再从转换器上旋下普通物镜,换上相差物镜。
2)调焦。
打开光源,旋转集光器转盘,将“o”对准标示孔,使普通聚光器部分进进光路。
先使用低倍相差物镜,按普通显微镜操纵方法进行对光和调焦。
旋转环状光阑,使光阑的直径和孔宽与所使用的相差物镜相适应,如相差物镜为40 x时应用x40标示孔的光阑。
3)合铀调整。
拔出目镜,插进合铀看远镜,一边从看远镜内内观察,并用左手固定其外筒;一边用右手转动看远镜内筒使其下降,当对准焦点就能看到环状光阑的亮环和相板的黑环,此时可将看远镜固定住。

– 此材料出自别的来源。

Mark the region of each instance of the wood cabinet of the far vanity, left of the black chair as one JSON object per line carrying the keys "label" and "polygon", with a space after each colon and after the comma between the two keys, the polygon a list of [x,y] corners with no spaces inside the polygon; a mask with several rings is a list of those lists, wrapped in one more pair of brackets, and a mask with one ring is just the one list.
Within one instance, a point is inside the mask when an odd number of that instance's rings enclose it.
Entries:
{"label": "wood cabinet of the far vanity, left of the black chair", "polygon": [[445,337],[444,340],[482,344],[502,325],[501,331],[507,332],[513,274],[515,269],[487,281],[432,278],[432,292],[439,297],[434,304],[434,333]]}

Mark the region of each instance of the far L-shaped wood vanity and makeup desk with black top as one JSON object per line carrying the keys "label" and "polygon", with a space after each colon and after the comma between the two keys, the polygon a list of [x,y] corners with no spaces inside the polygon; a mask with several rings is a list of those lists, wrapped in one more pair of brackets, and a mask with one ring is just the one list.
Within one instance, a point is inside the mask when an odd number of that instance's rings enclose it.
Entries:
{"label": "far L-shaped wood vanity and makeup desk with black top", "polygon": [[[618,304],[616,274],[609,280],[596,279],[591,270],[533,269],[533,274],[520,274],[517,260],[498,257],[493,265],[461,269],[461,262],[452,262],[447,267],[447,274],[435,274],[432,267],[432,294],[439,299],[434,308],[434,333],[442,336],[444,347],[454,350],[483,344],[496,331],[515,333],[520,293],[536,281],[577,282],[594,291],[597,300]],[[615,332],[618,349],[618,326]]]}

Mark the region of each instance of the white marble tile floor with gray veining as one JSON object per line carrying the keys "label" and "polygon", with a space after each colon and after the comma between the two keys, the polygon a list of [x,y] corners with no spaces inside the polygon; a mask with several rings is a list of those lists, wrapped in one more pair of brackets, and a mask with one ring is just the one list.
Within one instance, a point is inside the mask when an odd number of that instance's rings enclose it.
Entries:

再升降集光器并调节其下的螺旋使亮环的大小与黑环一致,然后左右前后调节环状光阑聚光器上的调节钮,使两环完全重合,如亮环比黑环小而位于内侧时,应降低集光器使亮环放大;反之,则应升高聚光器,使亮环缩小。
如若升到最高限度仍不能完全重合,则可能是载玻片过厚之故,应更换。
合抽调整完毕,抽出看远镜,换回目镜,按常规要领进行观察。
在更换不同倍率的相差物镜时,每一次都要使用相匹配的环状光阑和重新合抽调整。
使用油镜时,集光器上透镜表面与载玻片之间要同时加上香柏油。
3.2 荧光显微镜的使用方法1)打开灯源,超高压汞灯要预热几分钟才能达到最亮点。
2)透射式荧光显微镜需在灯源与聚光器之间装上所要求的激发滤片,在物镜的后面装上相应的阻断滤片。
落射式荧光显微镜需在光路的插槽中插进所要求的激发滤片/双色束分离器/阻断滤片的插块。
3)用低倍镜观察,根据不同型号荧光显微镜的调节装置,调整光源中心,使其位于整个照明光斑的中心。
4)放置标本片,调焦后即可观察。
使用中应留意:末装滤光片不要用眼直接观察,以免引起眼的损伤;用油镜观察标本时,必须用无荧光的特殊油镜;高压汞灯封闭后不能立即重新打开,需经5分钟后才能再启动,否则会不稳定,影响汞灯寿命。
4.结语倒置相差显微镜和荧光显微镜凭借其较高的分辨率以及特殊的无可替代的用途为标本的观察翻开了新的一页,在病理学、显微操作技术等领域都有了广泛的应用,相信未来的发展过程中会有更好的前景。